ChiBench: a Benchmark Suite for Testing Electronic Design Automation Tools
Rafael Sumitani, João Victor Amorim, Augusto Mafra, Mirlaine Crepalde, Fernando Magno Quintão Pereira
TL;DR
ChiBench addresses the shortage of large HDL benchmarks by delivering a Verilog-focused suite of about 50K programs mined from public GitHub repositories and filtered with Verible for syntax and Jasper for semantics. The paper demonstrates the suite’s utility across empirical complexity analysis, coverage assessment, and bug discovery in EDA tools, revealing linear parsing behavior with respect to token count and modest but informative coverage metrics. It also reports actual bugs found in Verible components and discusses how ChiBench can seed new program generation via probabilistic grammars for broader tool testing.
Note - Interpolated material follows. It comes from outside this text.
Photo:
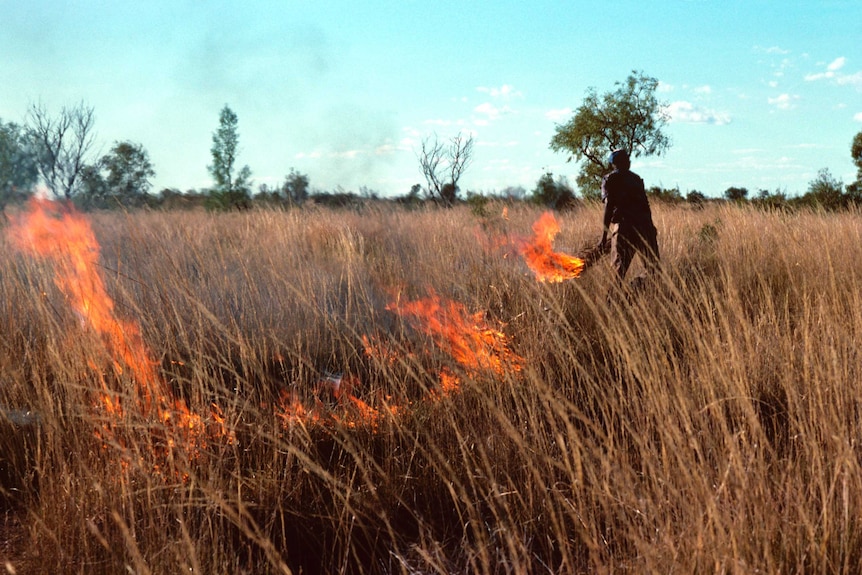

The work implies significant practical impact for stress-testing EDA workflows and offers a foundation for expanding benchmark coverage to other HDL languages like VHDL, with open-source availability to the community.
Abstract
Electronic Design Automation (EDA) tools are software applications used by engineers in the design, development, simulation, and verification of electronic systems and integrated circuits. These tools typically process specifications written in a Hardware Description Language (HDL), such as Verilog, SystemVerilog or VHDL. Thus, effective testing of these tools requires benchmark suites written in these languages. However, while there exist some open benchmark suites for these languages, they tend to consist of only a handful of specifications. This paper, in contrast, presents ChiBench, a comprehensive suite comprising 50 thousand Verilog programs. These programs were sourced from GitHub repositories and curated using Verible's syntactic analyzer and Jasper(TM)'s HDL semantic analyzer. Since its inception, ChiBench has already revealed bugs in public tools like Verible's obfuscator and parser. In addition to explaining some of these case studies, this paper demonstrates how ChiBench can be used to evaluate the asymptotic complexity and code coverage of typical electronic design automation tools.